The S&P 500 rose 0.8 percent to a new record high last week. It was its third consecutive weekly gain.
Some analysts think that the rally will continue.
Sue Chang at MarketWatch wrote: “The juggernaut of optimism unleashed by President Donald Trump’s presidency will continue to steamroll its way through the market, paving the way for stocks to carve out new highs and keep hungry bears at bay.”
“The case for U.S. equities is strong,” Binky Chadha, chief strategist at Deutsche Bank, wote in a report. “A V-shaped recovery in gross domestic product and earnings growth, unfolding for a year now, has further to go.”
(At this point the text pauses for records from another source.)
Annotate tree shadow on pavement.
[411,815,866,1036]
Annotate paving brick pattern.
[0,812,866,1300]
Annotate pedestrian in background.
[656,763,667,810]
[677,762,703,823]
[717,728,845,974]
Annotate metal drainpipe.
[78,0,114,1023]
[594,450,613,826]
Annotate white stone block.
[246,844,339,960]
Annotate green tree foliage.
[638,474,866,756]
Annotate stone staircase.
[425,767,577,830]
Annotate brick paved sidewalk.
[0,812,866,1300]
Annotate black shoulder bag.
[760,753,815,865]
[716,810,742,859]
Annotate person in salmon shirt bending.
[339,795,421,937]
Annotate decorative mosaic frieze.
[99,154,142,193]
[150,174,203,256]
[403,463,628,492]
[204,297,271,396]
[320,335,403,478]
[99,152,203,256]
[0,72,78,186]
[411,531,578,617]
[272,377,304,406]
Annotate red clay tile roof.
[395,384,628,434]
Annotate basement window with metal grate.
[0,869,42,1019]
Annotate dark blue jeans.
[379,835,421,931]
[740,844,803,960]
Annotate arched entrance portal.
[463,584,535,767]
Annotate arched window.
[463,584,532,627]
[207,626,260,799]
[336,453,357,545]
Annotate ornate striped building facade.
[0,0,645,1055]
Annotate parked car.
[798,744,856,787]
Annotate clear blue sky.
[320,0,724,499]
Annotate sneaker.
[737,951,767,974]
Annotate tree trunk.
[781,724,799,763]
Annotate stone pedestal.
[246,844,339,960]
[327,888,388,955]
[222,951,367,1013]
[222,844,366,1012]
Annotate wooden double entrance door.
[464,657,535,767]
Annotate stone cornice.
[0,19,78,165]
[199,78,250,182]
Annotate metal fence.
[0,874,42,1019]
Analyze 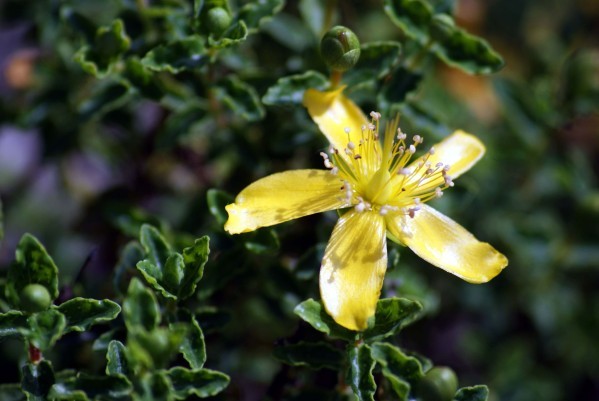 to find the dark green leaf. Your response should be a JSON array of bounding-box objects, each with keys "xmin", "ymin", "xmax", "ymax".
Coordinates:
[
  {"xmin": 21, "ymin": 360, "xmax": 54, "ymax": 400},
  {"xmin": 178, "ymin": 236, "xmax": 210, "ymax": 299},
  {"xmin": 372, "ymin": 342, "xmax": 424, "ymax": 401},
  {"xmin": 57, "ymin": 298, "xmax": 121, "ymax": 333},
  {"xmin": 363, "ymin": 298, "xmax": 422, "ymax": 342},
  {"xmin": 208, "ymin": 21, "xmax": 248, "ymax": 49},
  {"xmin": 0, "ymin": 310, "xmax": 27, "ymax": 339},
  {"xmin": 343, "ymin": 42, "xmax": 401, "ymax": 86},
  {"xmin": 0, "ymin": 383, "xmax": 26, "ymax": 401},
  {"xmin": 49, "ymin": 373, "xmax": 133, "ymax": 401},
  {"xmin": 294, "ymin": 298, "xmax": 358, "ymax": 342},
  {"xmin": 179, "ymin": 316, "xmax": 206, "ymax": 369},
  {"xmin": 106, "ymin": 340, "xmax": 133, "ymax": 376},
  {"xmin": 75, "ymin": 19, "xmax": 131, "ymax": 78},
  {"xmin": 112, "ymin": 239, "xmax": 145, "ymax": 295},
  {"xmin": 273, "ymin": 341, "xmax": 344, "ymax": 370},
  {"xmin": 453, "ymin": 384, "xmax": 489, "ymax": 401},
  {"xmin": 216, "ymin": 76, "xmax": 264, "ymax": 121},
  {"xmin": 23, "ymin": 309, "xmax": 67, "ymax": 351},
  {"xmin": 262, "ymin": 71, "xmax": 328, "ymax": 106},
  {"xmin": 206, "ymin": 188, "xmax": 234, "ymax": 226},
  {"xmin": 385, "ymin": 0, "xmax": 433, "ymax": 44},
  {"xmin": 431, "ymin": 27, "xmax": 504, "ymax": 74},
  {"xmin": 243, "ymin": 228, "xmax": 280, "ymax": 255},
  {"xmin": 123, "ymin": 278, "xmax": 160, "ymax": 330},
  {"xmin": 78, "ymin": 81, "xmax": 132, "ymax": 120},
  {"xmin": 237, "ymin": 0, "xmax": 285, "ymax": 32},
  {"xmin": 167, "ymin": 367, "xmax": 230, "ymax": 399},
  {"xmin": 156, "ymin": 102, "xmax": 207, "ymax": 149},
  {"xmin": 141, "ymin": 36, "xmax": 209, "ymax": 74},
  {"xmin": 348, "ymin": 344, "xmax": 376, "ymax": 401},
  {"xmin": 377, "ymin": 68, "xmax": 423, "ymax": 109},
  {"xmin": 5, "ymin": 234, "xmax": 58, "ymax": 306},
  {"xmin": 139, "ymin": 224, "xmax": 172, "ymax": 270}
]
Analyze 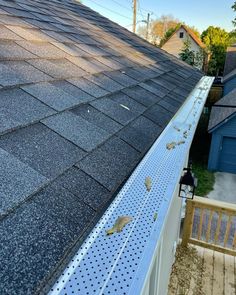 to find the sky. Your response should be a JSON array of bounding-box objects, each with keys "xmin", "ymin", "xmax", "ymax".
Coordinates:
[{"xmin": 82, "ymin": 0, "xmax": 236, "ymax": 32}]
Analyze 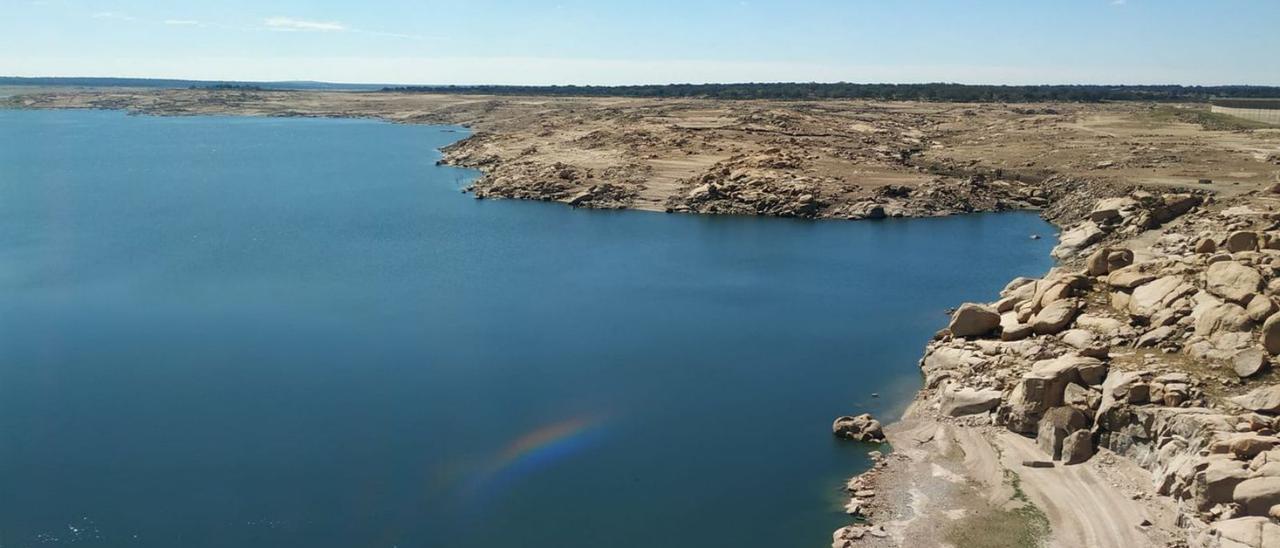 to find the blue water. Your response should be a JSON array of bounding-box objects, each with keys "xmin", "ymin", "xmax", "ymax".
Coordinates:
[{"xmin": 0, "ymin": 110, "xmax": 1053, "ymax": 548}]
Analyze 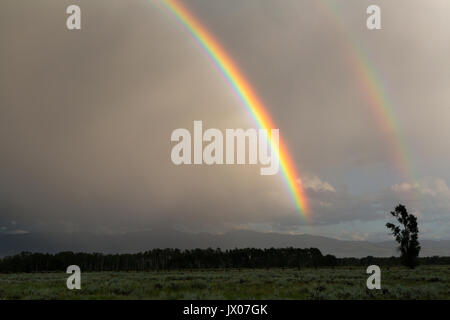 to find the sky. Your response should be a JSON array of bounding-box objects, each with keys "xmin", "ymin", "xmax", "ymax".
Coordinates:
[{"xmin": 0, "ymin": 0, "xmax": 450, "ymax": 241}]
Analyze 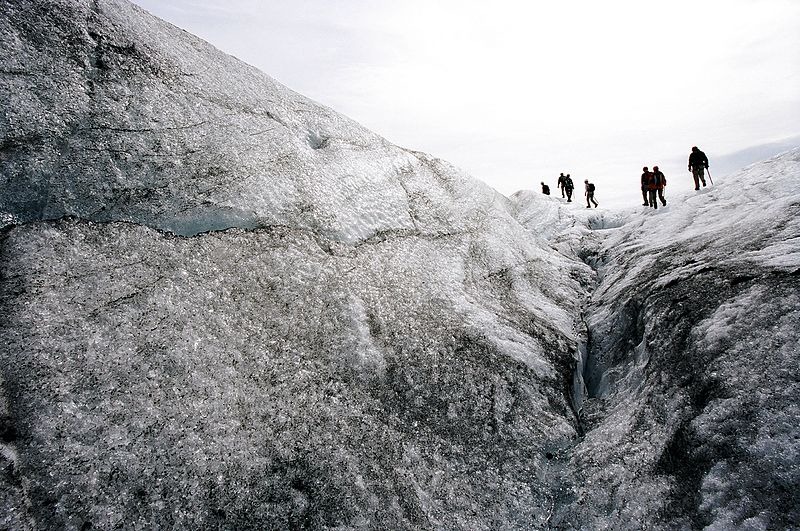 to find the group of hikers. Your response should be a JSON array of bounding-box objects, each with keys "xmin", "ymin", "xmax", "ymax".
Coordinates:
[
  {"xmin": 542, "ymin": 173, "xmax": 597, "ymax": 208},
  {"xmin": 542, "ymin": 146, "xmax": 713, "ymax": 209}
]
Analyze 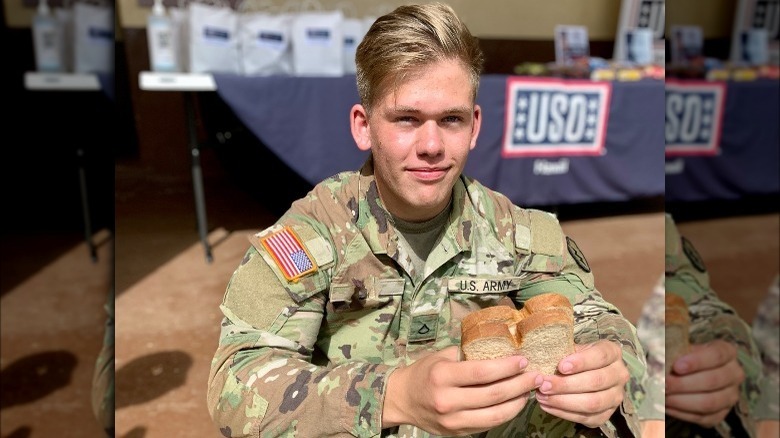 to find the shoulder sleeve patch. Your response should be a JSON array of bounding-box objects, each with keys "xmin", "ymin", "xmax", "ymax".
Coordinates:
[
  {"xmin": 292, "ymin": 225, "xmax": 333, "ymax": 269},
  {"xmin": 529, "ymin": 209, "xmax": 563, "ymax": 256},
  {"xmin": 248, "ymin": 224, "xmax": 333, "ymax": 303},
  {"xmin": 566, "ymin": 236, "xmax": 590, "ymax": 272},
  {"xmin": 220, "ymin": 249, "xmax": 304, "ymax": 330},
  {"xmin": 257, "ymin": 226, "xmax": 317, "ymax": 282}
]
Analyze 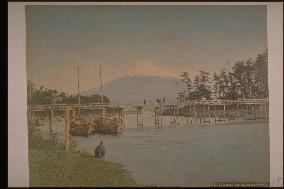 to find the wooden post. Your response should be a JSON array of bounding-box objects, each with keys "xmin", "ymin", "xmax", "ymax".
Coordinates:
[
  {"xmin": 102, "ymin": 108, "xmax": 106, "ymax": 118},
  {"xmin": 48, "ymin": 109, "xmax": 53, "ymax": 133},
  {"xmin": 208, "ymin": 104, "xmax": 211, "ymax": 119},
  {"xmin": 193, "ymin": 105, "xmax": 196, "ymax": 119},
  {"xmin": 70, "ymin": 108, "xmax": 76, "ymax": 118},
  {"xmin": 203, "ymin": 105, "xmax": 205, "ymax": 123},
  {"xmin": 122, "ymin": 109, "xmax": 125, "ymax": 127},
  {"xmin": 176, "ymin": 106, "xmax": 179, "ymax": 125},
  {"xmin": 136, "ymin": 107, "xmax": 139, "ymax": 127},
  {"xmin": 214, "ymin": 105, "xmax": 217, "ymax": 123},
  {"xmin": 27, "ymin": 109, "xmax": 32, "ymax": 120},
  {"xmin": 64, "ymin": 107, "xmax": 70, "ymax": 151},
  {"xmin": 140, "ymin": 107, "xmax": 144, "ymax": 127},
  {"xmin": 160, "ymin": 102, "xmax": 163, "ymax": 127},
  {"xmin": 155, "ymin": 106, "xmax": 160, "ymax": 126},
  {"xmin": 78, "ymin": 65, "xmax": 81, "ymax": 117}
]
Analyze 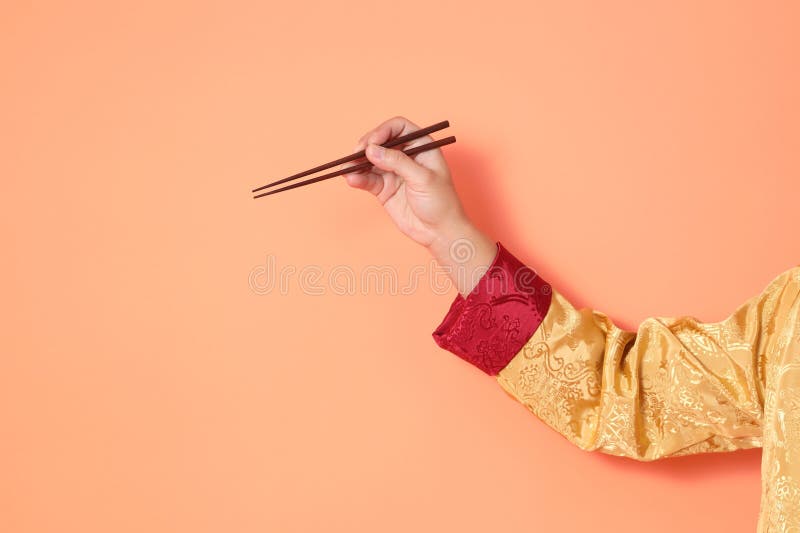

Dubravko Lakos-Bujas, head of US equity strategy at JP Morgan Chase & Co., expects corporate tax cuts to boost S&P 500’s earnings per share by $8 while David Kostin, chief US strategist at Goldman Sachs, projected adjusted earnings per share among S&P 500 companies will rise 5 percent.
However, Jeffrey Saut, chief investment strategist at Raymond James, thinks stocks will not be able to rise further without a near-term correction.
Indeed, NorthmanTrader.com founder Sven Henrich told CNBC that fewer and fewer stocks are moving above their 50-day moving averages. “So, that shows underlying weakness as we are stretching to go to higher prices.”